San Francisco, January 13, 2026, 04:18 PST
- Kaiser Permanente has started mailing out settlement notices for a proposed $46 million privacy case settlement
- The deadline to claim, opt out, or file objections is March 12, 2026; estimated payouts range between $20 and $40
- Eligible class members are certain Kaiser users in nine jurisdictions who accessed logged-in pages or apps between November 2017 and May 2024
Kaiser Permanente started sending settlement notices this week after a federal court gave the green light to a $46 million class action settlement. The case involves alleged patient data leaks linked to its websites and mobile apps. Members eligible for compensation must submit claims by March 12 to qualify for a payout, the notice says. Cbsnews
The timing is crucial as healthcare groups face lawsuits over “tracking pixels” and similar tech — tiny snippets of code designed to monitor site traffic and target ads. Patients claim these tools secretly shared their data with third parties. What were once one-off legal headaches are now recurring settlement expenses.
For members, the calendar tells the tale. Claims and opt-outs must be submitted in the coming weeks, with the court’s final approval arriving later. Any payout hinges on whether the deal withstands objections and appeals.
The lawsuit claims that between November 2017 and May 2024, third-party tracking code on Kaiser’s websites and apps sent data without user consent to firms like Google, Microsoft, Meta, and Twitter/X. The complaint points to data including IP addresses, names, search queries, medical histories, and interactions with healthcare providers.
Kaiser denies the allegations, stating it has found no evidence of members’ private information being misused or at risk. According to the settlement documents, Kaiser agreed to the deal “to end the burden, expense, and uncertainty of further litigation.”
If the settlement wins approval, claimants will receive payouts on a pro rata basis — the total fund divided among those with valid claims. The notice currently estimates individual payments between $20 and $40. Class counsel plans to request attorneys’ fees up to $15.675 million, along with $900,000 in expenses, plus service awards of up to $5,000 each for eight named plaintiffs. Classaction
Claims may be submitted online or by mail, with a fairness hearing set for May 7, 2026, at 1:30 p.m. in San Francisco, per the settlement administrator’s site. The class includes Kaiser members from California, Colorado, Georgia, Hawaii, Maryland, Oregon, Virginia, Washington, and D.C. who accessed authenticated (logged-in) sections of specified Kaiser websites or mobile apps between November 2017 and May 2024. Kaiserprivacysettlement
One catch: the per-person payout could drop if a big chunk of eligible members submit claims. Plus, the distribution might get held up if objections lead to an appeal. Settlement papers also let Kaiser back out if too many opt-outs pass a set limit.
Kaiser’s settlement is part of a broader wave of healthcare lawsuits involving web trackers. New York’s Mount Sinai Health System, for instance, agreed to a $5.3 million preliminary settlement in a related case, BankInfoSecurity reported. These legal battles typically hinge on whether data collected through portals or health websites qualifies as protected health information under U.S. privacy laws.
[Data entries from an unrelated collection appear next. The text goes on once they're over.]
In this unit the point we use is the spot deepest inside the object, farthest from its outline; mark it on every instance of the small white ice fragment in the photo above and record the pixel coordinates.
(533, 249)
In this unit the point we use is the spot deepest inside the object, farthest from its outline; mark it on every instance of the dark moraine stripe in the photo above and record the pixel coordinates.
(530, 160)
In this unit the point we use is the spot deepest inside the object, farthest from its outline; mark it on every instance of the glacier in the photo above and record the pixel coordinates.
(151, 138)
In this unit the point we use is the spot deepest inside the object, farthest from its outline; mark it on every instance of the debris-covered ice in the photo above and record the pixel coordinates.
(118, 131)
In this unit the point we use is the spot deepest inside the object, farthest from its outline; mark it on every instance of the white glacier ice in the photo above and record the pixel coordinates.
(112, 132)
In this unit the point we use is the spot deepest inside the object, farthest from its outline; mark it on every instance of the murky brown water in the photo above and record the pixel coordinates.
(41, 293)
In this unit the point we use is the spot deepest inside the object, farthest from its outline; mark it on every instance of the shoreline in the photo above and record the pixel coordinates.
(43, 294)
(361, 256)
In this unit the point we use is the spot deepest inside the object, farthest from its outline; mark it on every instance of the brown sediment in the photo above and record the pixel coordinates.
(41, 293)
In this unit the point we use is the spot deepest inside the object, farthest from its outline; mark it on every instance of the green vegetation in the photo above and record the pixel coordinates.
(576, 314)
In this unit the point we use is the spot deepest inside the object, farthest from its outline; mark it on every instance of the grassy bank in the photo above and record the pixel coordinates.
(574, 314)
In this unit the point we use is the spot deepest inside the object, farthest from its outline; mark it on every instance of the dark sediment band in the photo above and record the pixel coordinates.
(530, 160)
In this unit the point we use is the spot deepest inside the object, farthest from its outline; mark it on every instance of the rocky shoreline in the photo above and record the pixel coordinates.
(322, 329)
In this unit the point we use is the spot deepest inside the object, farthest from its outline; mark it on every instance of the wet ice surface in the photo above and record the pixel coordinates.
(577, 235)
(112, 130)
Bankinfosecurity
Anthony Isola, partner at Fisher Phillips, warned that healthcare sites “generally should not turn on social media pixels without user opt-in consent.” He highlighted the legal risks, noting companies might face lawsuits even if they believe they’re just gathering typical web data. Fisherphillips
Kaiser Permanente, a major not-for-profit health system and insurer, is the settling defendant through its health plan unit. The proposed settlement doesn’t include shares in any publicly traded Kaiser entity but does name several big tech companies as alleged recipients of some data.